New Legislation Bans Resale, Capital Recovery Fees for Residential, Commercial Real Estate in Michigan

Following the collapse of the real estate market a few years ago, a growing number of developers and home builders have been adding "resale fee" provisions to their sales agreements that allow the developer to collect 1 percent of the sales price from the seller every time the property changes hands — for the next 99 years. This practice was outlined by the New York Time in a September 10, 2010 article

Michigan recently enacted legislation that prohibits the imposition of such fees, also called capital recovery fees, on either residential or commercial real properties. PA 34 and PA 35 of 2011 were signed into law on May 24, 2011 by Governor Snyder. The new legislation takes effect immediately.

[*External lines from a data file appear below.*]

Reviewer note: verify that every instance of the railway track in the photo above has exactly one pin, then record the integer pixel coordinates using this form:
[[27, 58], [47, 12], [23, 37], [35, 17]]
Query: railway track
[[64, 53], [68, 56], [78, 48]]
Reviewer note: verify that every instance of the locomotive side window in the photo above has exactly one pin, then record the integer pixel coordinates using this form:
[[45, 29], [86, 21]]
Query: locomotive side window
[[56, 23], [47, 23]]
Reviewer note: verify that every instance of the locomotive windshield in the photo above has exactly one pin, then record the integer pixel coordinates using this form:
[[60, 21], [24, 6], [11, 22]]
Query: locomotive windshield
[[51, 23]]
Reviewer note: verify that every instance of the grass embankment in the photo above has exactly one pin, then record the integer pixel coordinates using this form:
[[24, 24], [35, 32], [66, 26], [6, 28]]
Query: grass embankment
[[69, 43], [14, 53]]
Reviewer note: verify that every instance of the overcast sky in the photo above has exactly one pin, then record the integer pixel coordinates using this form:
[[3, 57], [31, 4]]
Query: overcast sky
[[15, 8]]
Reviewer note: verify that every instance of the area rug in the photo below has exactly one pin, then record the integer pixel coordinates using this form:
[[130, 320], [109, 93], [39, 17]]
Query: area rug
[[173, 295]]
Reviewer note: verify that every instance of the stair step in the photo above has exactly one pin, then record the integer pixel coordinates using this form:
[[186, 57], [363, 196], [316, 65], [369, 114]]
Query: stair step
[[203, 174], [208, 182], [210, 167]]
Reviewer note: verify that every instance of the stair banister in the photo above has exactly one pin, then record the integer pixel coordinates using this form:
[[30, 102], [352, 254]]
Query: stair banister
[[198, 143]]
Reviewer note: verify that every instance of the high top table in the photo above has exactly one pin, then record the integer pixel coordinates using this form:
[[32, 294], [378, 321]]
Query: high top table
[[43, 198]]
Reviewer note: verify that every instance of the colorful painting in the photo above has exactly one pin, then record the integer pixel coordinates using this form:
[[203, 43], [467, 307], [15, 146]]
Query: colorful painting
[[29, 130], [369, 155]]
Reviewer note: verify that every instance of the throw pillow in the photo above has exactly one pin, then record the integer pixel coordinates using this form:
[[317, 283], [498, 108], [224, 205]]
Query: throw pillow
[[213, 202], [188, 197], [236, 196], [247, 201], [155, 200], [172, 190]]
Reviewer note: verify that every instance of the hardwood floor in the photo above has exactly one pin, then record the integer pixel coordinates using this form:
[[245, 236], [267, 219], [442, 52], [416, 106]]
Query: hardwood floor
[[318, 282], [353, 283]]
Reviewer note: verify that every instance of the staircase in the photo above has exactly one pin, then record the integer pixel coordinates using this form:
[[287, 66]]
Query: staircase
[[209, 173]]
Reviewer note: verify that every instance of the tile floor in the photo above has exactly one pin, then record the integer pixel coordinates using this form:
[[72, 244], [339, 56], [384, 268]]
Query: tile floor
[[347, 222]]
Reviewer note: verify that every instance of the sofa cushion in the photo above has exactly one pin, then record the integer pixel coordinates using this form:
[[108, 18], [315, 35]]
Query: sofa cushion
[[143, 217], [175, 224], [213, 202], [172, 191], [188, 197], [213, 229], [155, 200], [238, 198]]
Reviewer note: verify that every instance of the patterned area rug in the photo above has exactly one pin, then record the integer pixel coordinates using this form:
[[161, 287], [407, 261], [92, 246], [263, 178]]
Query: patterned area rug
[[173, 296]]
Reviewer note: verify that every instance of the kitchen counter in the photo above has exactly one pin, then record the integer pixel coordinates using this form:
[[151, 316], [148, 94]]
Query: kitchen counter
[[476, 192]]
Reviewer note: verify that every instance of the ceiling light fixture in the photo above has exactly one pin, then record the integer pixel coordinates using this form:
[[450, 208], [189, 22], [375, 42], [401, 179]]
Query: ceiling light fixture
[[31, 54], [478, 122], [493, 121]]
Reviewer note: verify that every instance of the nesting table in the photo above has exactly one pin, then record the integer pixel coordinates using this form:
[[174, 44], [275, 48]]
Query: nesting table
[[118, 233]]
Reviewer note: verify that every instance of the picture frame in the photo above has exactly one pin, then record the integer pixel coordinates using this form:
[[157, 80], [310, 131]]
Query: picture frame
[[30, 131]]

Under the new legislation, a transfer fee covenant that was executed on or after the bill's effective date, whether or not it was recorded, could not run with the title to the real property and would not be binding on or enforceable against any subsequent owner, purchaser, or mortgagee of any interest in the real property as an equitable servitude or otherwise. Any lien purporting to secure the payment of a transfer fee under a transfer fee covenant that was executed on or after the bill's effective date would be void. 

"Transfer fee" is defined in the legislation as a fee or charge payable upon the subsequent sale, gift, conveyance, assignment, inheritance, or other transfer of an ownership interest in real property located in Michigan, or payable for the right to make or accept a transfer, regardless of whether the fee or charge is a fixed amount or is determined as a percentage of the value of the property, the purchase price, or other consideration given for the transfer. The legislation includes a number if exclusions.